Microbial metabolite indole-3-propionic acid drives mitochondrial respiration in CD4(+) T cells to confer protection against intestinal inflammation.

The gut microbiota and its metabolites critically regulate immune cell phenotype, function and energy metabolism. We screened a collection of gut microbiota-related metabolites to identify modulators of mitochondrial metabolism in T cells. Here we show that indole-3-propionic acid (IPA) stimulates mitochondrial respiration of CD4(+) T cells by increasing fatty acid oxidation (FAO) and amino acid oxidation (AAO), while inhibiting glycolytic capacity.

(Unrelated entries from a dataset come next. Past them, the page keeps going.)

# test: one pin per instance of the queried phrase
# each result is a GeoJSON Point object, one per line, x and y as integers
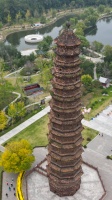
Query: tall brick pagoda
{"type": "Point", "coordinates": [65, 149]}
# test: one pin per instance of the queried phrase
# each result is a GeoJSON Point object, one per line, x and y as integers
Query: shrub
{"type": "Point", "coordinates": [104, 91]}
{"type": "Point", "coordinates": [108, 157]}
{"type": "Point", "coordinates": [88, 139]}
{"type": "Point", "coordinates": [85, 146]}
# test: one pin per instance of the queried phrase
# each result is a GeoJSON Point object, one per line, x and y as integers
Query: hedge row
{"type": "Point", "coordinates": [19, 193]}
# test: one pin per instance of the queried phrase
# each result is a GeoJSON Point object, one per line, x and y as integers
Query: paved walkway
{"type": "Point", "coordinates": [95, 155]}
{"type": "Point", "coordinates": [101, 123]}
{"type": "Point", "coordinates": [25, 124]}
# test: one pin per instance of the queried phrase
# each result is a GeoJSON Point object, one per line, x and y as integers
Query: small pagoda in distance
{"type": "Point", "coordinates": [65, 141]}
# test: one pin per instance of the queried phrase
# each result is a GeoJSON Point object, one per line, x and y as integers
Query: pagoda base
{"type": "Point", "coordinates": [38, 184]}
{"type": "Point", "coordinates": [62, 190]}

IPA also impacts CD4(+) T cell behaviour by inhibiting their differentiation to type 1 and type 17 helper T cell phenotypes. Mechanistically, the metabolic and immune effects of IPA are mediated by peroxisome proliferator-activated receptor-β/δ. The administration of IPA rescues mitochondria respiration in mice with gut bacteria depletion or colitis by enhancing FAO and AAO in colonic CD4(+) T cells. Adoptive transfer experiments show that IPA acts on CD4(+) T cells to exert its protective effect against inflammation. Collectively, our study reveals that the anti-inflammatory effects of IPA are mediated by metabolic reprogramming of CD4(+) T cells toward the enhancement of mitochondrial respiration.